Nigerian mobile telephony is some drama to watch. Is it the cellphone loud speaker that is tuned high or the setting to hands-free mode, which makes what the person at the other end is saying very audible to other unconcerned party around? Is it the gesticulations of the gesticulations of the person making or receiving the call: the pointing of hands and other forms of body talk that the person at the other end can never see or read? Don't these forms of body talk in Nigerian mobile phoning culture reveal the fact that the person on the phone is a performer that has forgotten the nature of the context of the interaction, the fact that the addressee is not there physically?

Sissela Bok, in an essay titled "Secrecy and Moral Choice," argues that: "Some capacity for keeping secrets and for choosing when to reveal them, and some access to the underlying experience of secrecy and depth, are indispensable for an enduring sense of identity, for the ability to plan and to act, and for essential belongings. With no control over secrecy and openness, human beings could not remain either sane or free" (2003:10). Linked the tendency to spill one's secrets in a phone call made in public, it does appear that a loud talker is working against the interest of self and of the other person engaged in the exchange. Even if the loud talker does not have any qualms publicizing personal plans and possessions, does the receiver or speaker at the other end of the call have the same disposition? Does the person at the other end know and approve of the fact that other individuals around hear the details of the conversation? 
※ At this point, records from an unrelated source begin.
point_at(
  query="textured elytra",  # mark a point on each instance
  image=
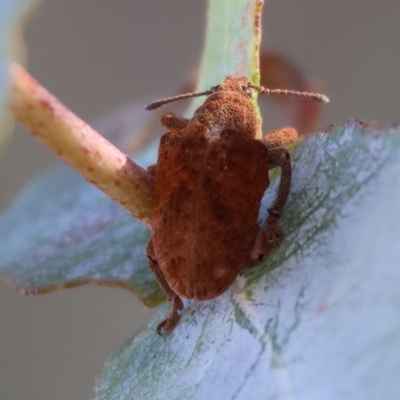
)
(205, 222)
(209, 180)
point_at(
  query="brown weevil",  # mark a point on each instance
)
(209, 179)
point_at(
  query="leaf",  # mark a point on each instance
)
(233, 38)
(63, 233)
(320, 318)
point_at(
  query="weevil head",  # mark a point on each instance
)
(229, 107)
(235, 85)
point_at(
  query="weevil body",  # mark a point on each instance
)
(209, 180)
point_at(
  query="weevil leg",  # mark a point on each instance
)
(172, 122)
(173, 316)
(279, 157)
(280, 137)
(151, 169)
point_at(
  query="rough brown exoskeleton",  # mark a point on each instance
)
(209, 180)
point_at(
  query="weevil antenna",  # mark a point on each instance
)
(159, 103)
(305, 95)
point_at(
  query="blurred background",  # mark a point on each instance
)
(95, 56)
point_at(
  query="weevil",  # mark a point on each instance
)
(209, 179)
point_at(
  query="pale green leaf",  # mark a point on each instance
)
(320, 319)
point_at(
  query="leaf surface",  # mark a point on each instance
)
(320, 318)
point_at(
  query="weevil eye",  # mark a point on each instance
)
(247, 90)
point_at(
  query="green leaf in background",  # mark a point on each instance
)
(11, 46)
(233, 38)
(62, 232)
(323, 323)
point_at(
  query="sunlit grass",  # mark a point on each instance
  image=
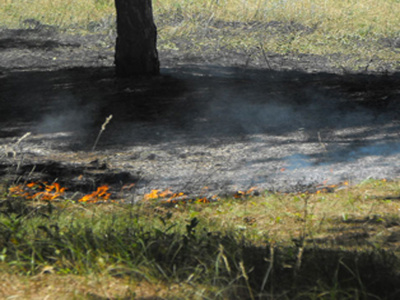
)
(205, 250)
(363, 32)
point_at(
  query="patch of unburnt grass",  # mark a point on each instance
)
(348, 36)
(334, 244)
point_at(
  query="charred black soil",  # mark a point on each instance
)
(215, 121)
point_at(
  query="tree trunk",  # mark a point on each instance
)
(136, 47)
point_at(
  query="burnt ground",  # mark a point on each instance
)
(216, 121)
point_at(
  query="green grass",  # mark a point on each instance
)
(292, 246)
(351, 34)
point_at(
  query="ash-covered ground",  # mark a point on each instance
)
(211, 124)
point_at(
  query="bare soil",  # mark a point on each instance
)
(218, 121)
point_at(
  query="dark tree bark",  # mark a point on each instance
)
(136, 47)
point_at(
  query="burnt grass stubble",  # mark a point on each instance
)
(62, 87)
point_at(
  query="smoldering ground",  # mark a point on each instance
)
(220, 127)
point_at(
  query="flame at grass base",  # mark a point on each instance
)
(101, 194)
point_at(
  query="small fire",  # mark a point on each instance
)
(38, 191)
(101, 194)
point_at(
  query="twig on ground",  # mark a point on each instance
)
(103, 127)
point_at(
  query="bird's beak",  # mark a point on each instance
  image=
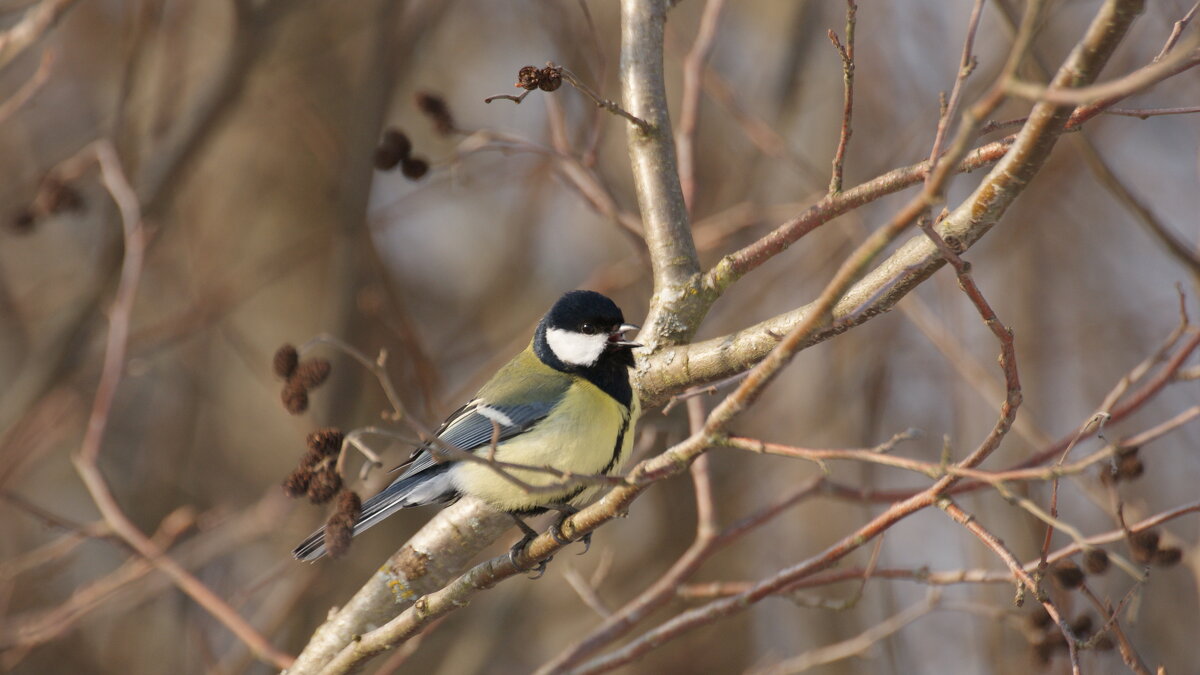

In the case of (d) above, every individual within earshot-- maybe on a bus or even the marketplace -- now knows that Brother Mark is visiting Nigeria from overseas and is coming with a lot of luggage. Every person listening now knows that Brother Mark has big plans; maybe he intends to buy a house at Lekki or buy a Hummer -- for "levels" to "change." Of course, he would have hard currencies on him. A criminal listening already has so much information to mark this Brother Mark down as an important target. When Brother Mark arrives home in Nigeria and is waylaid or abducted where he has gone to inspect his building project, would that surprise us? One painful thing, though, is that Brother Mark is unaware of the fact that the person he is speaking with on the phone has already advertised his coming home at the marketplace and that he might likely be up for purchase.

Loud talking on the phone at a public place simply suggests the talker as one who lacks the requisite skills on private communication in the presence of others. As countries like Nigeria move on to becoming large markets for modern information technology, there should be some attention to the proper uses of these products of technology. It is definitely not out of place for such education on rational use of technology to be included in  school curricula, public enlightenment  of the ministries of culture and information, etc. Put a product of technology in the hands of someone who lacks knowledge of its proper use, and that person becomes a great risk onto self and others.